Giving Mitch McConnell veto power over your agenda isn’t pragmatism, it’s surrender. And there’s nothing pragmatic about refusing to pursue structural reform of a stolen, un-democratic Supreme Court that will likely strike down your agenda and further entrench minority rule at a moment when the nation faces a range of policy emergencies like climate catastrophe.

Nor can one claim to be a revolutionary while proposing to leave in place the very un-democratic structures and systems that make political revolution necessary. Winning and turning out new voters is a worthy effort, even a necessary one, but if it isn’t accompanied by democratic reforms, it’s no revolution—it’s just an effort to play more successfully by unfair rules.

While there are some Democrats who are beginning to understand the absolute need to pack the Supreme Court (though no one is talking about the federal circuit courts), it’s still not a priority for Democrats (boldface mine):

The Supreme Court will probably overrule decades of progressive precedents and strike down the next Democratic president’s reforms. You would not know this from watching the 2020 Democratic presidential debates. Wednesday’s showdown in Atlanta, the fifth so far, did not include a single question about the courts. Earlier debates allowed for brief discussions of the Supreme Court, but every candidate dramatically underestimated the threat it poses to the Democratic Party. Both the candidates and the moderators appear to be astonishingly naïve about the judiciary’s lurch to the right under Donald Trump. And it is pointless to discuss the Democrats’ ambitious proposals without explaining how they are going to survive at SCOTUS…

It isn’t just progressives like Warren who have reason to fear SCOTUS. Self-styled moderates like Klobuchar and Pete Buttigieg should also be gravely worried. On Wednesday, both candidates endorsed H.R. 1, a sweeping elections bill passed by the House of Representatives. Buttigieg singled out the measure’s requirement that each state adopt an independent redistricting commission to draw congressional lines. Even if Democrats made H.R. 1 the law, however, this anti-gerrymandering provision may well fall. The Supreme Court seems primed to find that Congress’ authority to regulate federal elections does not permit it to mandate the creation of 50 state redistricting commissions. Having already refused to police partisan gerrymandering, the conservative justices could soon bar Congress from stepping in and protecting voters from this scourge of democracy…

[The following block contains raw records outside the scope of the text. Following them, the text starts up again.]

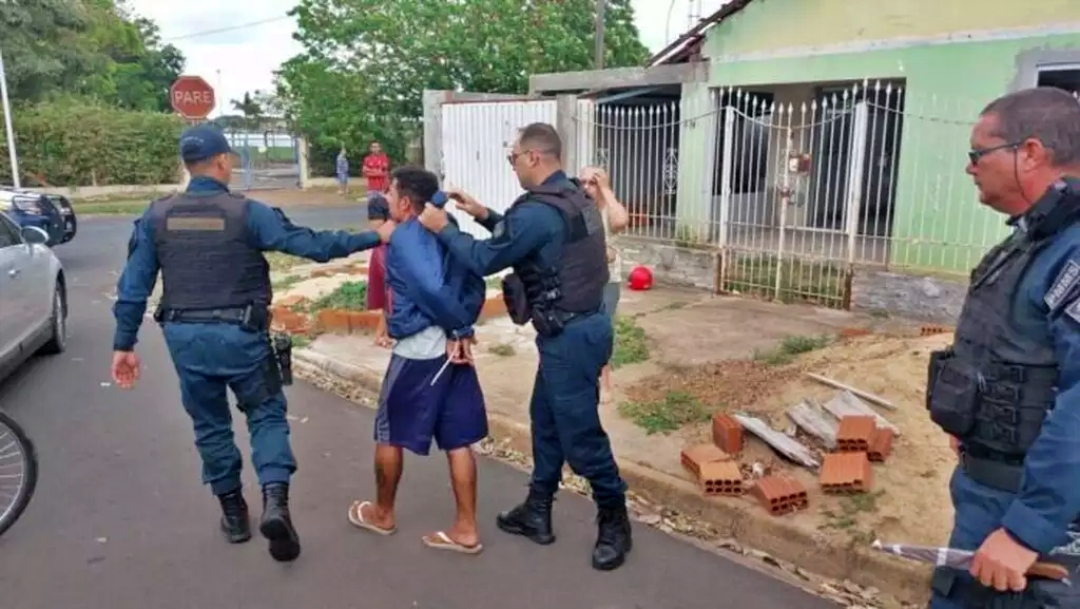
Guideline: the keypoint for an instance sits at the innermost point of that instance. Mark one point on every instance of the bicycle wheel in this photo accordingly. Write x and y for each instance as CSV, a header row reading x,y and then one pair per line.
x,y
18,471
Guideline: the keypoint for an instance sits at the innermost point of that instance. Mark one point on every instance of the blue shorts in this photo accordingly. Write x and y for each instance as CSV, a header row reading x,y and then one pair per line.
x,y
413,411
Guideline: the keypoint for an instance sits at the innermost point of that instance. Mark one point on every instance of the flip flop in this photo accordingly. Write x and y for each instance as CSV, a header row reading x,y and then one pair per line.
x,y
356,518
442,541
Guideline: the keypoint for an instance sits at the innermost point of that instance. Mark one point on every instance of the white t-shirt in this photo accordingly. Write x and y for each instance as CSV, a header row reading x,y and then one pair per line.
x,y
615,267
428,343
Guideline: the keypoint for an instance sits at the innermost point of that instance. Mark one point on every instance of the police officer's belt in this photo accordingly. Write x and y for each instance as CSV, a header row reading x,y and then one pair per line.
x,y
242,315
995,474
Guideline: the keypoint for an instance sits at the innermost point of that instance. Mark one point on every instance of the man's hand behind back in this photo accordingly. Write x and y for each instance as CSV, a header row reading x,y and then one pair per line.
x,y
468,204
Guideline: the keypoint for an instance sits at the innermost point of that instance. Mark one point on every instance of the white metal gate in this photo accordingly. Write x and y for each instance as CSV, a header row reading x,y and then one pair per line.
x,y
476,139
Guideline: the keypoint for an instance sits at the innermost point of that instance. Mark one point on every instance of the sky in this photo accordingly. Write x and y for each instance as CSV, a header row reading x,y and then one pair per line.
x,y
235,57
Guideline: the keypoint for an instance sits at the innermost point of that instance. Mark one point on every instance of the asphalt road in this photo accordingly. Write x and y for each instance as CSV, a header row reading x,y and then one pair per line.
x,y
120,519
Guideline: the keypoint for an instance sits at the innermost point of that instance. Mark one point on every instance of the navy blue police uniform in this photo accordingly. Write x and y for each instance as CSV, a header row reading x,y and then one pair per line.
x,y
1009,390
208,245
553,239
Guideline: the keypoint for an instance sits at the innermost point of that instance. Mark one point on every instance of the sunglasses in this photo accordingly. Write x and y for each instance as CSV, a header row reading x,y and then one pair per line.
x,y
976,153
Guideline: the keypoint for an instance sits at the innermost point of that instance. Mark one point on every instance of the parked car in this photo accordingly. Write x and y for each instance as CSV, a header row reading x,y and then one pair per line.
x,y
34,210
67,214
32,295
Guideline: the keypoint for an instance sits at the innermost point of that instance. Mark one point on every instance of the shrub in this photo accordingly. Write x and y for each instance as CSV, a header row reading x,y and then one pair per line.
x,y
72,141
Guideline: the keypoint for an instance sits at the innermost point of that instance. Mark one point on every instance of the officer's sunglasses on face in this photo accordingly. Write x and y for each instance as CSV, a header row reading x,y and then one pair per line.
x,y
513,157
976,153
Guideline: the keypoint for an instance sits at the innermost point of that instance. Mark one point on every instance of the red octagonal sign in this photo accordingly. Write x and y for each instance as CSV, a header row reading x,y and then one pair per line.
x,y
192,97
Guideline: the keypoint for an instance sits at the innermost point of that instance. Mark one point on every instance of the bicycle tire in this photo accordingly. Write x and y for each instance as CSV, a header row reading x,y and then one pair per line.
x,y
29,477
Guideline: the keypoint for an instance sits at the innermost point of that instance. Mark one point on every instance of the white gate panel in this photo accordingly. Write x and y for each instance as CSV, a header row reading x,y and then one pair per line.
x,y
477,137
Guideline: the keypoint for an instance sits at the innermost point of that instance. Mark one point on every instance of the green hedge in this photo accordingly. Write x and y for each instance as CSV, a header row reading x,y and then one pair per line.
x,y
78,143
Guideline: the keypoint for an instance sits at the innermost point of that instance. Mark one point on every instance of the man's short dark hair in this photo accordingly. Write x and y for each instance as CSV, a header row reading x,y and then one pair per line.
x,y
417,184
542,137
1050,114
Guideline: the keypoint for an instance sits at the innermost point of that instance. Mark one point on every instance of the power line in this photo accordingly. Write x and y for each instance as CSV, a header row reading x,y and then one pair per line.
x,y
226,29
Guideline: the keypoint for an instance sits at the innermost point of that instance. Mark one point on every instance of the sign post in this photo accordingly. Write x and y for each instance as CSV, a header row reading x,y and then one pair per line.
x,y
12,156
192,98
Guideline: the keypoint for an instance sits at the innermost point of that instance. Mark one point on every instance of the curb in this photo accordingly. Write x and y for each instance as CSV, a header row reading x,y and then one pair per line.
x,y
906,582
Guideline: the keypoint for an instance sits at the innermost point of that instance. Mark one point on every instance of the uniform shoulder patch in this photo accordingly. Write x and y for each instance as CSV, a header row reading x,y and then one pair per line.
x,y
1066,282
1074,311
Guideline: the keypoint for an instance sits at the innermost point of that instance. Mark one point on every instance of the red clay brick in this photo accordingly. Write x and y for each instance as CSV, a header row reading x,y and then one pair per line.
x,y
781,495
284,320
694,457
494,307
720,477
727,433
333,321
931,330
361,322
880,445
854,434
846,473
854,333
292,301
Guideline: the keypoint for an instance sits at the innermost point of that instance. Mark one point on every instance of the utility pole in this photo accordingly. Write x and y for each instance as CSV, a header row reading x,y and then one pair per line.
x,y
8,126
598,62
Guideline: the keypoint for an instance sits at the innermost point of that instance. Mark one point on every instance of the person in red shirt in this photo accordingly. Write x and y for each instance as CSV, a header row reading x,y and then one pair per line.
x,y
377,170
378,214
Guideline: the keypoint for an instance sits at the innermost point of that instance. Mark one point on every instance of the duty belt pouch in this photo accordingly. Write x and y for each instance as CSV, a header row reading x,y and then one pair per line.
x,y
952,393
282,346
513,295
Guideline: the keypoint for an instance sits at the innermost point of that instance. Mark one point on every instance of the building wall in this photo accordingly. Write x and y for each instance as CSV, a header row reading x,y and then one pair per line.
x,y
767,26
937,222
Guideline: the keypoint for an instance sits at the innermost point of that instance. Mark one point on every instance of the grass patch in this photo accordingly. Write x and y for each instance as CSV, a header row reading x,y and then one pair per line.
x,y
631,344
502,350
118,206
286,283
281,262
847,517
676,409
800,281
349,296
792,346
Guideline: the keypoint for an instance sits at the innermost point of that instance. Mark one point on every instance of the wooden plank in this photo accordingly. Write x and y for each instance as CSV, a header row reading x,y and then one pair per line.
x,y
867,396
846,404
810,418
786,446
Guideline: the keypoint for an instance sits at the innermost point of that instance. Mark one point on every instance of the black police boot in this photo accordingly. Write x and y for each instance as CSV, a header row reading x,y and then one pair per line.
x,y
277,524
613,540
530,519
235,523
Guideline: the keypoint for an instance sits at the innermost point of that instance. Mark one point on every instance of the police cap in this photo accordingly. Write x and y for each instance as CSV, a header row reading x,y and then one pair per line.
x,y
378,207
202,141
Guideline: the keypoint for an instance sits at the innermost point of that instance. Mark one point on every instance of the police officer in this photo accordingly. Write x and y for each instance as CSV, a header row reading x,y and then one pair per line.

It’s not that Biden, Buttigieg, Harris, Klobuchar, Warren, and the gang don’t understand that the Supreme Court is a problem. It’s that they appear utterly delusional about the extent of the court’s threat to Democratic policy, and short on solutions to the peril they face…

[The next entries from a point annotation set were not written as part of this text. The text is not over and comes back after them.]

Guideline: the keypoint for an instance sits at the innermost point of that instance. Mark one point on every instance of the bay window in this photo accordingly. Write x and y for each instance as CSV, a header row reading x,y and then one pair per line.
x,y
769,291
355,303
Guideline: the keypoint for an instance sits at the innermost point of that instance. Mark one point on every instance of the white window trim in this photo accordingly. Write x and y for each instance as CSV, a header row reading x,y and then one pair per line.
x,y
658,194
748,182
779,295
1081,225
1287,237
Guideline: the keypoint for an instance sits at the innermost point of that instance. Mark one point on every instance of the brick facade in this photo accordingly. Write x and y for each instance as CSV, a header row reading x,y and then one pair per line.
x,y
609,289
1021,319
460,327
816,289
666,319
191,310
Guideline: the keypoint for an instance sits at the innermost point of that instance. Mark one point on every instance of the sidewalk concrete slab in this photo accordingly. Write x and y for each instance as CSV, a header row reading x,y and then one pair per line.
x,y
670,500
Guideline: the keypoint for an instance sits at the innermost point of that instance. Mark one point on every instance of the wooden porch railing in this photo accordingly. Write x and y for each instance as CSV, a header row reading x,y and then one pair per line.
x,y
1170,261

The Supreme Court is more conservative than it has been since the days when it tore down the New Deal. At future debates, every time a candidate touts some proposal, the moderators should ask what they’ll do when the courts strike it down. If the candidate has no answer, it’s safe to assume that plan will be dead on arrival.

All the arguments about payment mechanisms for Medicare for All–or even the tepid incrementalism espoused by Biden and Buttigieg–are nothing more than intellectual masturbation if Democrats aren’t serious about filibuster and judicial reform. Nothing will happen, people will get frustrated, and then we will have President Tom Cotton in 2025, executing people in basements.